There was his apparent intimacy with a distinguished diplomatic character—a nobleman; there would be his constant visits to the grand mansion in Park Lane—strange if with these appearances in his favour he could not still contrive to throw dust in the eyes of Dame Girdwood!
Certainly his scheme was far from hopeless. By the new appointment a long vista of advantages had been suddenly disclosed to him; and he now set himself to devise the best plan for improving them.
Fan was called into his counsels; for the wife was still willing. Less than ever did she care for him, or what he might do. She, too, had become conscious of brighter prospects; and might hope, at no distant day, to appear once more in Rotten Row.
If, otherwise, she had a poor opinion of her husband, she did not despise his talent for intrigue. There was proof of it in their changed circumstances. And though she well knew the source from which their sudden prosperity had sprung, she knew, also, the advantage, to a woman of her propensities, in being a wife. “United we stand, divided we fall,” may have been the thought in her mind; but, whether it was or not, she was still ready to assist her husband in accomplishing a second marriage!

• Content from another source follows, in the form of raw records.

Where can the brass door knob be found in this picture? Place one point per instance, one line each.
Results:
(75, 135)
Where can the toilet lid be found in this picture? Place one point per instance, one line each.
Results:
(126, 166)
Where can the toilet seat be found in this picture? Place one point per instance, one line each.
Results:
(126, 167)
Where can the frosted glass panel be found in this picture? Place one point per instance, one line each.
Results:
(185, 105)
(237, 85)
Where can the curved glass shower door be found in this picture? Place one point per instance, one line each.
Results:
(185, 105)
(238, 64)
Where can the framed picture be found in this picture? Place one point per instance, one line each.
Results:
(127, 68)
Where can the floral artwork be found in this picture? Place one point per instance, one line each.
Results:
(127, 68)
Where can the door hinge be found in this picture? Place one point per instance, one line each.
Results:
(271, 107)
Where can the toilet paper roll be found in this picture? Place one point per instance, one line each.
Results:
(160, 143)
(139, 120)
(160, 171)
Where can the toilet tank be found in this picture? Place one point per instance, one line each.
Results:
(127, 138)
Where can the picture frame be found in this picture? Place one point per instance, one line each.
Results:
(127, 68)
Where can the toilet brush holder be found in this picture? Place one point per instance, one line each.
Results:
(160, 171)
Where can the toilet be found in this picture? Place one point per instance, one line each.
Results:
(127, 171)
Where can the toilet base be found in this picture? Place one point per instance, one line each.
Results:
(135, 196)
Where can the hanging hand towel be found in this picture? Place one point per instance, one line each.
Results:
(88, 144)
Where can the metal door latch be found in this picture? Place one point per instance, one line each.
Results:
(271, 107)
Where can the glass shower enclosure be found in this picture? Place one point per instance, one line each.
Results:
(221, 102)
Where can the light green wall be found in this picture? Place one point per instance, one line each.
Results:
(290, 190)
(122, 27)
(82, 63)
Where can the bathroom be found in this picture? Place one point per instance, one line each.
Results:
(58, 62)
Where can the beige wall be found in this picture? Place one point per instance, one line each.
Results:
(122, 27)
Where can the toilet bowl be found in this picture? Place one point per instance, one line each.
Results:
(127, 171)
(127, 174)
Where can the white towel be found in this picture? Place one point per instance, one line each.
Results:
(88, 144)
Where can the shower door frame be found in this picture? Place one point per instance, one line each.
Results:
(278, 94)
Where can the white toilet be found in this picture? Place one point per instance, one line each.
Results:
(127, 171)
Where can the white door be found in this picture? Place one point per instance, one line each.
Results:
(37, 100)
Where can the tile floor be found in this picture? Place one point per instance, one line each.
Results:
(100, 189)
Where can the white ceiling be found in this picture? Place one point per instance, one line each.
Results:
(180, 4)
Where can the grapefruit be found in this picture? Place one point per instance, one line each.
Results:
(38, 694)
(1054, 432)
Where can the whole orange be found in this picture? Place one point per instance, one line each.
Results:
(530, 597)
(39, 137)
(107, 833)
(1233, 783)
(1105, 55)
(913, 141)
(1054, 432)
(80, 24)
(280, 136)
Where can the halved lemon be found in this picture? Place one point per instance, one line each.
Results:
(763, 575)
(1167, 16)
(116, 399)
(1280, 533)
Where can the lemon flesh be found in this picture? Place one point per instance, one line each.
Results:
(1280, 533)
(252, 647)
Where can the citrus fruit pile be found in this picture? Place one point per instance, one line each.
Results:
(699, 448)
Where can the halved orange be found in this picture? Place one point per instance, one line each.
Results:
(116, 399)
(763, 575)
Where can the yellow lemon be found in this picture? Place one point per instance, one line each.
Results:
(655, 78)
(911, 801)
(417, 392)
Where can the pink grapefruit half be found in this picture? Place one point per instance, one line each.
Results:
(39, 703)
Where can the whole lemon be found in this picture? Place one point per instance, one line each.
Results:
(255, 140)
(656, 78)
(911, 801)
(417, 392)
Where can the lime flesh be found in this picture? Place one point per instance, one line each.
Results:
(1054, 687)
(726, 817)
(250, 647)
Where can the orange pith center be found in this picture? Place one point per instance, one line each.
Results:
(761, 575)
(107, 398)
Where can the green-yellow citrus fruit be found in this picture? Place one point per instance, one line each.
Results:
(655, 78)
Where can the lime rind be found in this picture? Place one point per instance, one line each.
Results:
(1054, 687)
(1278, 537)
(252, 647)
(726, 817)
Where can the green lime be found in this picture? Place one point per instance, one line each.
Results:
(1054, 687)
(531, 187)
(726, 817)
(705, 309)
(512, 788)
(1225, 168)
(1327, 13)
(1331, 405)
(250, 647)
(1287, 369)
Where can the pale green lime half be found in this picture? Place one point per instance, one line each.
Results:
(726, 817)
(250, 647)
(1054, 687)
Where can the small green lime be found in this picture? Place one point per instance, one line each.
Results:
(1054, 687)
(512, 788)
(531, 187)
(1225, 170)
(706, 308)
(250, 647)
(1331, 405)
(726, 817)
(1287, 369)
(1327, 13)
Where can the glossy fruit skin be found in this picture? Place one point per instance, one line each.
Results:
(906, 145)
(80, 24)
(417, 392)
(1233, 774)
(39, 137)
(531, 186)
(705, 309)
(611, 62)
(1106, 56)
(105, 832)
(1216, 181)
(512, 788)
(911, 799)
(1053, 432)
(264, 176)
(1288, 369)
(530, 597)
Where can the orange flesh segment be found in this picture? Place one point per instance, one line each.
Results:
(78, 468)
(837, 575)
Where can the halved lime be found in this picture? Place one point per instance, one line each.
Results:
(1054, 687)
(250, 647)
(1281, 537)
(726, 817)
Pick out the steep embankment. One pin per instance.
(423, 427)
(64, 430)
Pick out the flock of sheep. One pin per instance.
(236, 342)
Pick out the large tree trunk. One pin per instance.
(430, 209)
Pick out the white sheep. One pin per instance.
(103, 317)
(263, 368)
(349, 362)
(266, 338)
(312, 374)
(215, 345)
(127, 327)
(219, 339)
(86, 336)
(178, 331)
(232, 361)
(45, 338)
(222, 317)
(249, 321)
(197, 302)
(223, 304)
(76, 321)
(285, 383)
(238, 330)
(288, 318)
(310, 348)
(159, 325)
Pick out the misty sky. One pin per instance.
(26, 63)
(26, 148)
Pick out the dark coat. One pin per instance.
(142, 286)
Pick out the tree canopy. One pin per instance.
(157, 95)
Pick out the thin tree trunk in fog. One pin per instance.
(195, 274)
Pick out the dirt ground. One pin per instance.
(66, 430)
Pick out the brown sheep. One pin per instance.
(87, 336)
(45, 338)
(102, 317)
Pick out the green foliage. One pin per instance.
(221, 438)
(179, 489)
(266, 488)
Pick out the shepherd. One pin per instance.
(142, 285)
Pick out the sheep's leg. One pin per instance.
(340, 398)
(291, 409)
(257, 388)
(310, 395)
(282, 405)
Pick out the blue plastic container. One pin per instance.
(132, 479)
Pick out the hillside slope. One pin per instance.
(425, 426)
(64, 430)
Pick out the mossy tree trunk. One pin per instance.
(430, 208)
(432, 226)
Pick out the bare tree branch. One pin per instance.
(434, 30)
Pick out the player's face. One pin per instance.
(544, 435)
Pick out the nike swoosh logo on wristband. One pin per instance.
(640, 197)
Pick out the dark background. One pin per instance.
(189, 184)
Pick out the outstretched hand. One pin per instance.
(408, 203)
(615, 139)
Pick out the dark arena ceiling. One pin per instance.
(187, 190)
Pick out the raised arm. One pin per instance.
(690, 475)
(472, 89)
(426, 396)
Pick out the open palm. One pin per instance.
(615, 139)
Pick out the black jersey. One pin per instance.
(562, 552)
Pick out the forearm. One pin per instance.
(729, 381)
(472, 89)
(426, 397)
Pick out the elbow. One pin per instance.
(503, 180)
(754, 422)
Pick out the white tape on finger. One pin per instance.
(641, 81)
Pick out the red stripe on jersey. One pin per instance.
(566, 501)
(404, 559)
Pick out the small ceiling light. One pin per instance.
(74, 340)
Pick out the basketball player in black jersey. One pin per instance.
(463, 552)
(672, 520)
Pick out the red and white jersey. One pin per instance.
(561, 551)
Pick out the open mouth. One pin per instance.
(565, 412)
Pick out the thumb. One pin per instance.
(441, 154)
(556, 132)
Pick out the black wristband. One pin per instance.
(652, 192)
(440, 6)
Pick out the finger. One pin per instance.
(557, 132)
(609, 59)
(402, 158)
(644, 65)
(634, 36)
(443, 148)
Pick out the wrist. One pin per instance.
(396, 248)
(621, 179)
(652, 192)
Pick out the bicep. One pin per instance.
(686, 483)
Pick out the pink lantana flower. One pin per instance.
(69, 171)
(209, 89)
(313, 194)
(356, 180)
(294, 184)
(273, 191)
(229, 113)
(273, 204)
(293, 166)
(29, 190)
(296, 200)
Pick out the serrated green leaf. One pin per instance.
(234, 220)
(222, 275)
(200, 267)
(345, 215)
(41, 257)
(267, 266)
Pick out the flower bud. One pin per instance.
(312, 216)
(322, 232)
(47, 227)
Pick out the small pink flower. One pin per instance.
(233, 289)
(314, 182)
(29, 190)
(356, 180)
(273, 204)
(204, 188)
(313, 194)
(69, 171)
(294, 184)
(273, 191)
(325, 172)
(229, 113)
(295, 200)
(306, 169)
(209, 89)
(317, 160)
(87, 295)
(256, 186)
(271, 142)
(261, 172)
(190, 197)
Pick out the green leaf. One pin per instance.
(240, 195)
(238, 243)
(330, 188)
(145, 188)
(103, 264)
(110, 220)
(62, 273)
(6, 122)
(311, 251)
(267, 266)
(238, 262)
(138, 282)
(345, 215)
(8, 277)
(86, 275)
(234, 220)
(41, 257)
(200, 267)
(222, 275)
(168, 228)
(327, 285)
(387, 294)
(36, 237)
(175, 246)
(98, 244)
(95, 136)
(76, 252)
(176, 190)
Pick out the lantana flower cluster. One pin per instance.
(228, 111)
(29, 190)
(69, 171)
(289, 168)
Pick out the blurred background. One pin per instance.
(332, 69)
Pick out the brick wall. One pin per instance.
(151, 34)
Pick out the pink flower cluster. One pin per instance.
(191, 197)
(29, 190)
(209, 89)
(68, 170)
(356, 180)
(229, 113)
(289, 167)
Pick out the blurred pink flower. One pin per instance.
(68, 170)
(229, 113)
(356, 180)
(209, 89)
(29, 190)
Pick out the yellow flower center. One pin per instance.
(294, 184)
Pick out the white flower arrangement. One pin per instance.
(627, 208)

With the certificate of the first, carefully stowed away in a secret drawer of her dressing-case, she had nothing to fear, beyond the chance of a problematical exposure.
She did not fear this, so long as there was a prospect of that splendid plunder, in which she would be a sharer. Dick had promised to be “true as steel,” and she had reciprocated the promise.
With a box of cigars, and a decanter of sherry between them, a programme was traced out for the further prosecution of the scheme.